米プロバスケットボールNBAレイカーズの八村塁(27)が負傷を抱えながらプレーを続けていることに、医療専門家が懸念を示した。

 八村は2月末に負傷し、左膝蓋腱炎と診断された。1か月近くの欠場後、22日のブルズ戦で復帰。その後はプレー時間を制限しながら起用されているが、26日のペイサーズ戦後には痛みが想定より強く出るなど患部の状態は芳しくない。

 そうした中、多くの一流アスリートのリハビリやトレーニングを担当してきたラジパル・ブラール博士が八村について米メディア「SBネーション」で見解を示した。

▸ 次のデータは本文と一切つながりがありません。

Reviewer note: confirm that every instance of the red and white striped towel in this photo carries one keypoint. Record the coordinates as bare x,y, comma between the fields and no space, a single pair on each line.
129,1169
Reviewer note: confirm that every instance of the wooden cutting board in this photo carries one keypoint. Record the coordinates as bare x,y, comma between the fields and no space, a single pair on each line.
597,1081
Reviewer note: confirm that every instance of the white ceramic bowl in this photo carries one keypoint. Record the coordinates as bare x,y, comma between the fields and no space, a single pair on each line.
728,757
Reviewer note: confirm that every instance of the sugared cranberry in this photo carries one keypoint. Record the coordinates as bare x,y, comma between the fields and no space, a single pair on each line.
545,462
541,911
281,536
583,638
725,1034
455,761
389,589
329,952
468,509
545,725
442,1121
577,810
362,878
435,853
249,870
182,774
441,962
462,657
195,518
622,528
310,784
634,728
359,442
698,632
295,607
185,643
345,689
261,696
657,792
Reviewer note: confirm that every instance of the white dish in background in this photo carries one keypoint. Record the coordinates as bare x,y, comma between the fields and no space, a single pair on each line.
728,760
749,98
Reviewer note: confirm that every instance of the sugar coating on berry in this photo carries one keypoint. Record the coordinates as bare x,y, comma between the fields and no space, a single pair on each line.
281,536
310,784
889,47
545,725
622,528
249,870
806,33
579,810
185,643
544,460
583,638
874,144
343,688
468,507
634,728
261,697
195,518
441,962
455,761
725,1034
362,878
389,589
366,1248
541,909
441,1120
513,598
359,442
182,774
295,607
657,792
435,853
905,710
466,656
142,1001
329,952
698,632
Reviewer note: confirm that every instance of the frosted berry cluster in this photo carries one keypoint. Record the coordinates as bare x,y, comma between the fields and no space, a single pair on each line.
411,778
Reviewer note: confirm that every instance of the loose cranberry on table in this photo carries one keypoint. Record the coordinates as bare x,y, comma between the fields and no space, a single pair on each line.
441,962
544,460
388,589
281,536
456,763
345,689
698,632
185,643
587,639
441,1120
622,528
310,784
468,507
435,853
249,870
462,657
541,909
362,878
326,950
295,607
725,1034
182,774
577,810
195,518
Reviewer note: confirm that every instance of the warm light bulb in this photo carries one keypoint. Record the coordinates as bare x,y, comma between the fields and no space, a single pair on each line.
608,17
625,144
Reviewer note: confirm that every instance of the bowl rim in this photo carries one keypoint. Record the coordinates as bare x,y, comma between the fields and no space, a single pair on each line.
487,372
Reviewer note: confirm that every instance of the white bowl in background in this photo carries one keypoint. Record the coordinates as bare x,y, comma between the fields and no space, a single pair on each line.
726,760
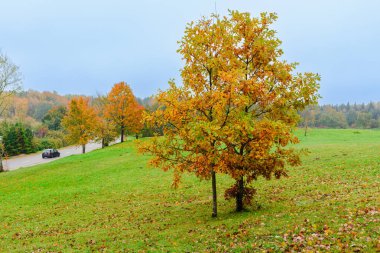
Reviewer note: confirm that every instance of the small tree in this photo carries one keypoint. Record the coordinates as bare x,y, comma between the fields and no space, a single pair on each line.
10,81
80,122
106,130
123,110
53,117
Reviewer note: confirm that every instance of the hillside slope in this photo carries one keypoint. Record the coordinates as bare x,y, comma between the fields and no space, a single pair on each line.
109,200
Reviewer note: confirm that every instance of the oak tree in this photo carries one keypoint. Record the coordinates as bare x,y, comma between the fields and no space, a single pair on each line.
237,109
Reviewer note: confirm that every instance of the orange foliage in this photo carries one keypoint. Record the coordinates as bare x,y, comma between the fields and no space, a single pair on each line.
123,110
80,121
237,108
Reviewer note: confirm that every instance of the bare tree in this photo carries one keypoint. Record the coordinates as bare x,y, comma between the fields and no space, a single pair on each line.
10,81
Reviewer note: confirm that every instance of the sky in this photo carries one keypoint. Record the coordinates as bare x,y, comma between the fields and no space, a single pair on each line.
86,46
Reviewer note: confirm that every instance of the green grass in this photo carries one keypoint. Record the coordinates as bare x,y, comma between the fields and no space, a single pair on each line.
110,200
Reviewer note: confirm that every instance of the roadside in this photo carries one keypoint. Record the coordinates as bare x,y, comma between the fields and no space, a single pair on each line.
20,161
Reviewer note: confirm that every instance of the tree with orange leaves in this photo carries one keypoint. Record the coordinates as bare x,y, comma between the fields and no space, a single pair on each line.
80,122
123,110
237,109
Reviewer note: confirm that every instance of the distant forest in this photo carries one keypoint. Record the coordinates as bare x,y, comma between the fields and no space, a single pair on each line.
342,116
32,120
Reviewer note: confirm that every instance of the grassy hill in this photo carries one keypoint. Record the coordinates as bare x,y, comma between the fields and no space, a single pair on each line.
110,200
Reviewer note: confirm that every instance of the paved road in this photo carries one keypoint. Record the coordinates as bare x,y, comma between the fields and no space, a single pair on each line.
17,162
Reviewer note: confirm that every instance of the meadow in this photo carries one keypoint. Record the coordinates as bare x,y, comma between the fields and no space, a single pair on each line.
110,200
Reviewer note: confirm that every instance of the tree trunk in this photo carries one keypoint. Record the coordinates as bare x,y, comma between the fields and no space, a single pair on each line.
240,195
1,165
306,130
214,197
122,134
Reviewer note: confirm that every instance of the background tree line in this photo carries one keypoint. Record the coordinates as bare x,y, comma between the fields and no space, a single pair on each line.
342,116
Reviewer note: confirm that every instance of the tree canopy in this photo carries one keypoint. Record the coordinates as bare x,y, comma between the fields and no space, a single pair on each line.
237,108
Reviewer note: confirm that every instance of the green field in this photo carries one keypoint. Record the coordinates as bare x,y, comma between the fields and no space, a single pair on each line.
110,200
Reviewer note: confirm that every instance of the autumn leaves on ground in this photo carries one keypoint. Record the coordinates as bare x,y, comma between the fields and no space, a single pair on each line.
224,135
80,204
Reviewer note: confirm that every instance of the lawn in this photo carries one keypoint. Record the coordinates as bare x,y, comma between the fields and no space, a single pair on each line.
110,200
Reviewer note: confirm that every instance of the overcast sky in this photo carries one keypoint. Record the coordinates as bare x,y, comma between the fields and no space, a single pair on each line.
85,46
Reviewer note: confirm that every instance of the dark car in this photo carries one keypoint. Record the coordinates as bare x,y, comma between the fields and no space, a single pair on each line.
50,153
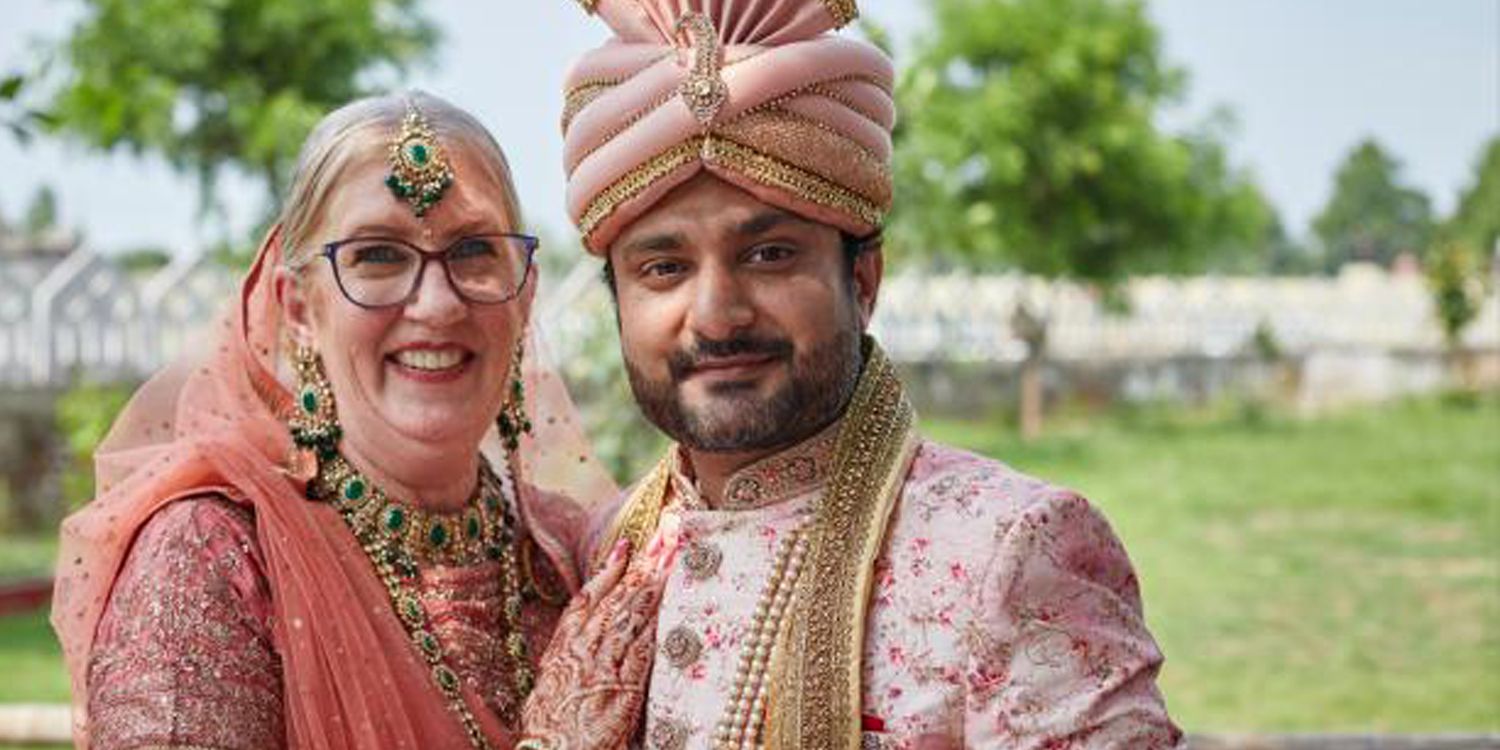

 まず、八村は患部の状態について「70~80%くらいだ。ひざはしばらくこの状態が続くと思う。すぐに100%に戻ることはない。元の状態まで戻るには長い休みが必要だが…。状態を維持、管理するしかない」と語る。これについてブラール博士は「腱を適切にリハビリするには、シーズン中は現実的ではない。より長い休息期間と計画的な(患部の)強化が必要なことも分かっている」と懸念する。

 それでも主力選手でシーズン残り試合も少ないことから、だましだまし出場を続けることが現実的な選択肢になると指摘。「膝蓋腱を物理的に制限しすぎない範囲に保ちながら、腱の反応について積極的に認識し、日々の管理が重要になる」と強調した。今後はプレーオフに進出すれば重要な試合が続く。悪化しないことを願うばかりだ。